I find that the libelee did everything which prudent management required to expedite the sailing of the Newburgh, and was prevented and delayed directly by the machinists’ strike; that this delay was of the reasonably unavoidable character necessary for the repair of the ship, resulting from a strike and labor dispute or disturbance, such as did bring the shipowner within the protection of the reserved exception contained in the bill of lading.

This conclusion seems fortified by the fact that the failure to receive the original sale price of the cotton — i. e., $43,421.46— did not result directly from the delay of delivery beyond an expected date of arrival, but resulted rather from the fact that the shippers, Parker, Moore & Co., had become insolvent, as a result of which their guaranty as to grade, weight, etc., was without value.
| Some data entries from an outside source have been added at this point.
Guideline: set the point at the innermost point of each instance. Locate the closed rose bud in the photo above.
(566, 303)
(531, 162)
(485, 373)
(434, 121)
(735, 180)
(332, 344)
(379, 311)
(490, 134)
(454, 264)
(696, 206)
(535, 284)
The. record shows that Paul Schmitz & Co., consignees of the cotton, invoked the Arbitration Board of the Bremen Cotton Exchange, and that tribunal held that Schmitz & Co. was not compelled to take the cotton at the contract price because of the insolvency of Parker, Moore & Co., and this decision was affirmed on appeal to the Court of Appeal of the Bremen Cotton Exchange. Nowhere in the whole of that proceeding was the delay in the delivery by the vessel mentioned as a cause of refusal. However, in view of the contract, and particularly the clause containing the exceptions above referred to, I am of the opinion that the eon-tract sued on did not entitle the appellee to have the goods carried promptly and directly to Bremen, nor was a particular market contemplated by the contract, and that the shipper is not entitled to damages for a failure to get the benefit of a service for which it did not contract, whereas the shipowner was and is entitled to the benefit of the exemption stipulated by the contract in its favor quoad the > delay resulting from the strike.

Accordingly a decree may be entered in favor of the defendants, dismissing plaintiff’s libel, at its cost.